Cisco Products IKEv2 Denial-of-Service Vulnerability

A denial-of-service vulnerability has been identified in the Internet Key Exchange version 2 (IKEv2) feature of Cisco IOS Software, Cisco IOS XE Software, Cisco Secure Firewall Adaptive Security Appliance (ASA) Software, and Cisco Secure Firewall Threat Defense (FTD) Software. This vulnerability allows an unauthenticated, remote attacker to trigger a memory leak, leading to a DoS condition on the affected device. The issue arises from improper parsing of IKEv2 packets. Exploitation involves sending crafted IKEv2 packets to the device. In the case of Cisco IOS and IOS XE Software, the attack could cause the device to reload, creating a DoS condition. For Cisco Secure Firewall ASA and FTD Software, the exploitation could partially exhaust system memory, causing instability such as the inability to establish new IKEv2 VPN sessions.

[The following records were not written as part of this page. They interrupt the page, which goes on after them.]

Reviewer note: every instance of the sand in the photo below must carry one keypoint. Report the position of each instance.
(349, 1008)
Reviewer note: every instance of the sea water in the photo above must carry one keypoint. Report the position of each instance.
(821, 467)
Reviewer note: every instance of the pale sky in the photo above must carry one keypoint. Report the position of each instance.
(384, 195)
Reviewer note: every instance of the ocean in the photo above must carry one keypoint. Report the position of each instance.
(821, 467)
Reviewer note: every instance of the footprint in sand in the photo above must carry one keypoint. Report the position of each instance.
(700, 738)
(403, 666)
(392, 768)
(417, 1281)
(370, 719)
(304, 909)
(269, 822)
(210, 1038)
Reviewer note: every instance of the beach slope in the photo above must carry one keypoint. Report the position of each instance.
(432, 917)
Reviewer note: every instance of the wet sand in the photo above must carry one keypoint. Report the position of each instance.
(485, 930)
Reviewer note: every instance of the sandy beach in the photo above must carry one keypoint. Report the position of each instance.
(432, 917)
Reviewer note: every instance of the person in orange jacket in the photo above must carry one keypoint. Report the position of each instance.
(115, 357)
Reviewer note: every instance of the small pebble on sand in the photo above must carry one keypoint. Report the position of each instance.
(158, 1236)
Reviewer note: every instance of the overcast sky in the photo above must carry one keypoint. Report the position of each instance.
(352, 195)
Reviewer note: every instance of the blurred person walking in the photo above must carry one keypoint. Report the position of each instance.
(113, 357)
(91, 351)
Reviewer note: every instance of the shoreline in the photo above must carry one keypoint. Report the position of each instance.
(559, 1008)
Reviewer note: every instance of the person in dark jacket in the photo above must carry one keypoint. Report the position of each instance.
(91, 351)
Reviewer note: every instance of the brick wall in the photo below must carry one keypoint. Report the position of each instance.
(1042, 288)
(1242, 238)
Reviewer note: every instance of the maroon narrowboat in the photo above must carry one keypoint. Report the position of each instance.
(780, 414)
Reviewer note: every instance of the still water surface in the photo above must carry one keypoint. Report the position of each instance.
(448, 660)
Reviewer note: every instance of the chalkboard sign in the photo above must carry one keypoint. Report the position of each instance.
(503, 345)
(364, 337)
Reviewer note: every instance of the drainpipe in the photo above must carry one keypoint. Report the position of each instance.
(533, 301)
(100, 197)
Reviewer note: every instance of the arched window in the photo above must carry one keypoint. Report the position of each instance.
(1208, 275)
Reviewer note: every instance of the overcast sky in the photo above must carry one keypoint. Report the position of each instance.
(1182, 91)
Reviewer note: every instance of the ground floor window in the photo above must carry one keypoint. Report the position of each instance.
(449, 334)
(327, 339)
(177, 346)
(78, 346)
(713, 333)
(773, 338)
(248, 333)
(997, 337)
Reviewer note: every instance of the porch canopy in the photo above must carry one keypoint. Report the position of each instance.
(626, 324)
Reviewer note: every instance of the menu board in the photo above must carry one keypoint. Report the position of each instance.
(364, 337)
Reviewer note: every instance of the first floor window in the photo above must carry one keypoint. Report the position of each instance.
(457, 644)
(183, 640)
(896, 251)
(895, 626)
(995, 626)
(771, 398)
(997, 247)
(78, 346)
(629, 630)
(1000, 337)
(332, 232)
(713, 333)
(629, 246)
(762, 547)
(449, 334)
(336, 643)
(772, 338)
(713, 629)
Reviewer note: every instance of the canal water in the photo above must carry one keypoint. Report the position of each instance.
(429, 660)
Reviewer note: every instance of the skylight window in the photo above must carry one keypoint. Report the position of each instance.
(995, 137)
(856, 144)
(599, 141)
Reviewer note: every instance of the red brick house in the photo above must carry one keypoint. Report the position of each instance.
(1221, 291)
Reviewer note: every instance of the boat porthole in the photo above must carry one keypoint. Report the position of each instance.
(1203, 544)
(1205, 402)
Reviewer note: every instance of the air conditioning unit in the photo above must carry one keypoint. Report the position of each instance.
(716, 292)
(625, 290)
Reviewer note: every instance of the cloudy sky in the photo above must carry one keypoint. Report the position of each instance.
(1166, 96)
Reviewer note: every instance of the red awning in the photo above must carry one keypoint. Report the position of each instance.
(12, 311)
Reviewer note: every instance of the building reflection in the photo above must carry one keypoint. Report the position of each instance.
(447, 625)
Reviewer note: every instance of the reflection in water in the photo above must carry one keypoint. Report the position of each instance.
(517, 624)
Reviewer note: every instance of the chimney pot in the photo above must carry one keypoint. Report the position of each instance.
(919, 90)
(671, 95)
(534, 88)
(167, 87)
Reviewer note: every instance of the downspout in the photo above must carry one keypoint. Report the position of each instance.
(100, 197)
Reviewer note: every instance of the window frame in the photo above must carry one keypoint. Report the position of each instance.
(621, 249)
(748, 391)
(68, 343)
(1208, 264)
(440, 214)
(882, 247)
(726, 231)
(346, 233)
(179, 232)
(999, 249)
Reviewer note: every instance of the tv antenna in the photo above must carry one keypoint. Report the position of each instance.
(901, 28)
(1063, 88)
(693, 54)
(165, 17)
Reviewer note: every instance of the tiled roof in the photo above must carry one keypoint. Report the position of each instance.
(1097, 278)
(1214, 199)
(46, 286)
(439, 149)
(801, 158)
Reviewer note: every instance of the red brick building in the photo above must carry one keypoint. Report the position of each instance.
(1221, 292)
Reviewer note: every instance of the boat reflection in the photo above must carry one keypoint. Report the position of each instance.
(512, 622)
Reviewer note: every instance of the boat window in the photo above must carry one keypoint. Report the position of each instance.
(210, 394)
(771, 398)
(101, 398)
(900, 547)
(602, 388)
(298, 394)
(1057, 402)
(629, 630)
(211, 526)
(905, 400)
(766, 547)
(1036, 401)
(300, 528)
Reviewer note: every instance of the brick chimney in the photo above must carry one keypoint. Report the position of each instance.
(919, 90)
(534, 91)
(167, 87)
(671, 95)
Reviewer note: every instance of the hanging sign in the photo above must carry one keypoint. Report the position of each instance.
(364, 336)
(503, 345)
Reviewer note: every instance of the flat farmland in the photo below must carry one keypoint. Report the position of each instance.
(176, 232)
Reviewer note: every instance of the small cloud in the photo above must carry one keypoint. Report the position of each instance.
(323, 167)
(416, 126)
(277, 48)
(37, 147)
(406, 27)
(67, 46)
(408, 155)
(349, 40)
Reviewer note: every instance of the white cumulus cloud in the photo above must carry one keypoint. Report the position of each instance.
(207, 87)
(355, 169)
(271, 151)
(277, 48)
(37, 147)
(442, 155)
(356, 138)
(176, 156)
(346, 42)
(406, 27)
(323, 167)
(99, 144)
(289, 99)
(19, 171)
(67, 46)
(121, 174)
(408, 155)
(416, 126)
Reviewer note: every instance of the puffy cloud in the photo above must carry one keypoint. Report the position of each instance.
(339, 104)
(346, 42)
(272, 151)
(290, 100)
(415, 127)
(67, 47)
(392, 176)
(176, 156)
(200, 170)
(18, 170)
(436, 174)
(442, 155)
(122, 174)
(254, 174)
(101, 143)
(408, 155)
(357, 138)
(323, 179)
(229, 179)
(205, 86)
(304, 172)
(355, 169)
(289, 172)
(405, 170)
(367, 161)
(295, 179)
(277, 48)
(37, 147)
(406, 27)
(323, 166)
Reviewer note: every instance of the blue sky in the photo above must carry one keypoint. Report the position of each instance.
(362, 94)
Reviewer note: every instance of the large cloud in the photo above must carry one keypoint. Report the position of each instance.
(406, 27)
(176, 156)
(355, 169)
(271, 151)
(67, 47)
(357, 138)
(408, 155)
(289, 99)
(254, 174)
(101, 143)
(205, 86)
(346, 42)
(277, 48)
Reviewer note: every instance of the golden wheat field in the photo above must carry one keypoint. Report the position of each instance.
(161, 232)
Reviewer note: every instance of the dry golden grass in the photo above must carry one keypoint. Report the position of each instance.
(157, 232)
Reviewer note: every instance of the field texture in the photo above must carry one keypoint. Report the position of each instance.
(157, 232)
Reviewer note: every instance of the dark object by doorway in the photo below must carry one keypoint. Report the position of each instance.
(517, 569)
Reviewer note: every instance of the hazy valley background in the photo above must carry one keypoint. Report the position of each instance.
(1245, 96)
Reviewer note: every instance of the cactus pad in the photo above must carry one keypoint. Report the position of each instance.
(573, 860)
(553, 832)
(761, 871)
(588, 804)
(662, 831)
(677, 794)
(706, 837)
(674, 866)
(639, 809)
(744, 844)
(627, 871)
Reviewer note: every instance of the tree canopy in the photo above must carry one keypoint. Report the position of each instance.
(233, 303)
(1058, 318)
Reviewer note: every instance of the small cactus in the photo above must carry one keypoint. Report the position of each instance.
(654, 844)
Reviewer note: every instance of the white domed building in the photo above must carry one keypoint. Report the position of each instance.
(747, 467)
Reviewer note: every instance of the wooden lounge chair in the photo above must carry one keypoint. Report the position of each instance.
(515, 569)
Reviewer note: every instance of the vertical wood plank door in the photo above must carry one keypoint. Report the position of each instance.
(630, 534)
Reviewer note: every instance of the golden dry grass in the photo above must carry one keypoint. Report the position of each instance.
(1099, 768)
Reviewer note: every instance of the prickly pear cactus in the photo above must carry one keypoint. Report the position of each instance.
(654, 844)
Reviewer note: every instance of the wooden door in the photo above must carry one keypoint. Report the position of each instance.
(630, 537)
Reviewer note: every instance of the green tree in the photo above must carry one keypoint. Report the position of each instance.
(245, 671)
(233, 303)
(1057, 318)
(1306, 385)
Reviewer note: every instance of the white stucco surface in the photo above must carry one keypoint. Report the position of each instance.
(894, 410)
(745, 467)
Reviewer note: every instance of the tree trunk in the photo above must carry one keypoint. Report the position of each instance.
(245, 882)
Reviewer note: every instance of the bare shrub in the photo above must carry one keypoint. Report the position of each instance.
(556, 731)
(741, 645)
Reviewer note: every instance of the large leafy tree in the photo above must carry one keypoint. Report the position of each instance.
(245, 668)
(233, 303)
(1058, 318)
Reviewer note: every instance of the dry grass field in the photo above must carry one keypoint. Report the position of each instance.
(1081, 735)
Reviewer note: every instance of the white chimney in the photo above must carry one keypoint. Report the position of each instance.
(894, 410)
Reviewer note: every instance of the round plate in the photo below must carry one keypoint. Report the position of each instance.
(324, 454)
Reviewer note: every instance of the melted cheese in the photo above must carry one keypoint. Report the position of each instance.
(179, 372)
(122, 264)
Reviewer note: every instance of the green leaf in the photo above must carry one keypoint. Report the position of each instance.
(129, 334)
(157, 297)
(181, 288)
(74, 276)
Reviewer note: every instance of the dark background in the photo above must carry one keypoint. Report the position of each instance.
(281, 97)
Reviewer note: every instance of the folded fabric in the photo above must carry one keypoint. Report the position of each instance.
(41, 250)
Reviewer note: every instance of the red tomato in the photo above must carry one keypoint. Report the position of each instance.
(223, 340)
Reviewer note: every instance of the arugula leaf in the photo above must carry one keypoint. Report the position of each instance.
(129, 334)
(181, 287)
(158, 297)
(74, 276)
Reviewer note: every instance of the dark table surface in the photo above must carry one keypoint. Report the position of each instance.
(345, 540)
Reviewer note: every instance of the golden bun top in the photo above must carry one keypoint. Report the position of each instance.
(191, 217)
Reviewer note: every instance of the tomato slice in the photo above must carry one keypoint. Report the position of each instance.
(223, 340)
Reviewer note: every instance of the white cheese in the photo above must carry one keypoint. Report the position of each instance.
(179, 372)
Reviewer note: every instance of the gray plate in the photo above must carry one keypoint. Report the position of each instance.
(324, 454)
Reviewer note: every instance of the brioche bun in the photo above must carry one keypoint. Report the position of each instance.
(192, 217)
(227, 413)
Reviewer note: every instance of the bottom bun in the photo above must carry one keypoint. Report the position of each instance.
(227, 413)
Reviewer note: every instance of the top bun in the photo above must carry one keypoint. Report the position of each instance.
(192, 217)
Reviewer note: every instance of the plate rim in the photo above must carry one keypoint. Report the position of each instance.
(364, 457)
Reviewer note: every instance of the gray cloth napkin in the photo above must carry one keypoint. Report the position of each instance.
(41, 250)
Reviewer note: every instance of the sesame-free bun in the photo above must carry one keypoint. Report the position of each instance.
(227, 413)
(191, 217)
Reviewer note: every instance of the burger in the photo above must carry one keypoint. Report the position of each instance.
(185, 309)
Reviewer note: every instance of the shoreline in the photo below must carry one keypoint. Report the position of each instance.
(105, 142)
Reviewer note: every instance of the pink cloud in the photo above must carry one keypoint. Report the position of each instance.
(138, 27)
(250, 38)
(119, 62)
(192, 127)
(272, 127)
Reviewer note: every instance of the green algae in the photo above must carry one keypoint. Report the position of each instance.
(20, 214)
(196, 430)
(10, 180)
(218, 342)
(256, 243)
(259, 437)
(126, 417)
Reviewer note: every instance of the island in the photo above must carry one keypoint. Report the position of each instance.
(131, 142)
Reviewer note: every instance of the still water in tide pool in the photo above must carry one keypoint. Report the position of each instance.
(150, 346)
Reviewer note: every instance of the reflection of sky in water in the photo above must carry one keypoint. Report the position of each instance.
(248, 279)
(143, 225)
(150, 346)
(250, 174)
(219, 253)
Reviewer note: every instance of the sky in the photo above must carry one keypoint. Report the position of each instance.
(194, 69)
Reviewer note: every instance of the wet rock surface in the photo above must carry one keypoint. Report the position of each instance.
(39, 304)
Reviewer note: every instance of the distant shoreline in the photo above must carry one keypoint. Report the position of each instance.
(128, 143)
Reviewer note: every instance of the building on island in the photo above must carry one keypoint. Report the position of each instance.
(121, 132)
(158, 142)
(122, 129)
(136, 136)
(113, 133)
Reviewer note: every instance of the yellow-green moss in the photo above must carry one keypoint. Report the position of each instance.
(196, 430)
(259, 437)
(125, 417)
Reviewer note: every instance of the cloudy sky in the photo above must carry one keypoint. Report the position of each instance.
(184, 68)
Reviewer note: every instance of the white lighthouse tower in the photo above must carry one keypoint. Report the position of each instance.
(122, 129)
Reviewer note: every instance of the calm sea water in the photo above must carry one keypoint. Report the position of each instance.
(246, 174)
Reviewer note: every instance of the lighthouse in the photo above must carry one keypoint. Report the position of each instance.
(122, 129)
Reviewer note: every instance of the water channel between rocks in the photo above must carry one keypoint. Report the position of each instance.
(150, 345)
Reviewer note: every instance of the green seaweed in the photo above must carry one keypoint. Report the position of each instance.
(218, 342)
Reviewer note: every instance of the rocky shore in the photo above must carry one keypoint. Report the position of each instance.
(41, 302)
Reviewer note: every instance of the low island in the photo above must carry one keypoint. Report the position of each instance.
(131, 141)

Recovery from this condition requires a manual reboot of the device.

Impact

Exploitation of this vulnerability causes a memory leak, leading to a denial-of-service condition on the affected device. In Cisco IOS and IOS XE Software, the vulnerability can cause the device to reload, disrupting services. In Cisco Secure Firewall ASA and FTD Software, the memory leak can destabilize the system, particularly by interfering with IKEv2 VPN session establishment.

Remediation

Cisco has released software updates to address this vulnerability. Instructions for upgrading to the fixed software release can be found on the Cisco Security Advisory page for this vulnerability.